Deployment Architecture

How to size and grow a Splunk deployment in a small shop?

Explorer

Hello,

I've been using Splunk for less than a year and I'm looking for real-world insight on how to size and grow a Splunk deployment. I've read the Splunk Capacity Planning manual and the admin guides but would like to hear from people who have done it.

My department has a Splunk Enterprise server on a small isolated LAN consisting of about 40 Windows clients with the Universal Forwarder. The server indexes about 4 GB a day. We get about 10 daily reports from it each morning. Other than that, I logon to it a few times a week and run a few searches. So it's lightly used in terms of search. It works fine.

We have another isolated LAN about 400 clients, 200 Windows and 200 Linux where we are going to deploy Splunk. We plan to purchase one server for it with:

  • 2 processors
  • 10 cores each
  • 32 GB of RAM
  • disks capable of meeting the 800 IOPS requirements.

I'm estimating the server will index about 20-40 GB a day. We will have about 10 daily reports emailed to us. Other than that, it will be lightly used for search by a few people.

If we do buy one server and find it's not sufficient, how do you recommend we add another server properly to handle the load? Do we cluster them or have separates servers, one for Windows and one for Linux? Actually, the Linux clients will send to a syslog server. Then the syslog server will send to Splunk. Still looking into how that works.

Again, I'd appreciate any recommendations.

Thanks in advance,

Greg

0 Karma
1 Solution

Splunk Employee
Splunk Employee

Hi Greg,
a server with reference specs (12/12/800) is able to index the amount of data you are processing with ease. Unless you are concerned about availability, I see no need for you to worry about scaling out from a data ingest perspective.
Your intended server has 20 cores, of which I am estimating you use maybe two or three cores max for indexing (if that). The remaining cores can be used for search, giving you about somewhere between 22 and 24 concurrent searches. Your described search workload does not come close to that either.

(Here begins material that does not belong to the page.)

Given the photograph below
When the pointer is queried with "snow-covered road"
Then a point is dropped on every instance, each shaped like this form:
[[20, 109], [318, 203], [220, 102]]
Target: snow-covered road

So, unless you are getting to a daily indexing volume of upwards of 200GB/day, you will be fine with the hardware you have in place.

Your approach of handling syslog data streams via a syslog server is best practice. Configure your syslog server to break out various sources into separate files/directories and monitor those directories using a universal forwarder. This allows you to assign meaningful sourcetypes to the syslog data sources and gives you the other benefits of using a forwarder.

Hope this helps!

View solution in original post

SplunkTrust
SplunkTrust

Hi Greg,

consider planning for a indexer cluster consisting of 2 indexers with a replication-factor of "2" and a search-factor of "2".
Use one server (not an indexer) for the role of one dedicated searchhead. You seem to not have a lot of searches running or users doing searches, so one searchhead should suffice.
In an indexer-cluster-deployment you also should consider using one node for "master" functionallity.

Indexer-Clusters have the advantage of data-redundancy, aswell as search-load balancing and the ability to scale your environment easily to your needs.

Your environment should look like the following:
One standalone Master Instance that manages the indexer-cluster.
Two Indexers, clustered with RF 2 and SF 2.
One standalone Search-Head that uses the distributed search functionality to search across your indexer-cluster.

Buy one server, install a hypervisor on it and host 4 VM's.
If you would aks me about my favorite OS for splunk servers I would prefer linux.

Hope this helps you any further.
If you have any further questions, don't hesitate to tell me.

Best regards,
pyro_wood

0 Karma

Explorer

Thanks for the reply. That is a good recommendation. I'm going to consider it. There are two obstacles--the budget for the server and my limited experience with Splunk, not to mention the challenge of setting up the multi-server environment with a deadline closing in on me.

0 Karma

Splunk Employee
Splunk Employee

Hi Greg,
a server with reference specs (12/12/800) is able to index the amount of data you are processing with ease. Unless you are concerned about availability, I see no need for you to worry about scaling out from a data ingest perspective.
Your intended server has 20 cores, of which I am estimating you use maybe two or three cores max for indexing (if that). The remaining cores can be used for search, giving you about somewhere between 22 and 24 concurrent searches. Your described search workload does not come close to that either.

So, unless you are getting to a daily indexing volume of upwards of 200GB/day, you will be fine with the hardware you have in place.

Your approach of handling syslog data streams via a syslog server is best practice. Configure your syslog server to break out various sources into separate files/directories and monitor those directories using a universal forwarder. This allows you to assign meaningful sourcetypes to the syslog data sources and gives you the other benefits of using a forwarder.

Hope this helps!

View solution in original post

Explorer

Thanks for the reply. I appreciate it. It's good to know that the server can handle the load.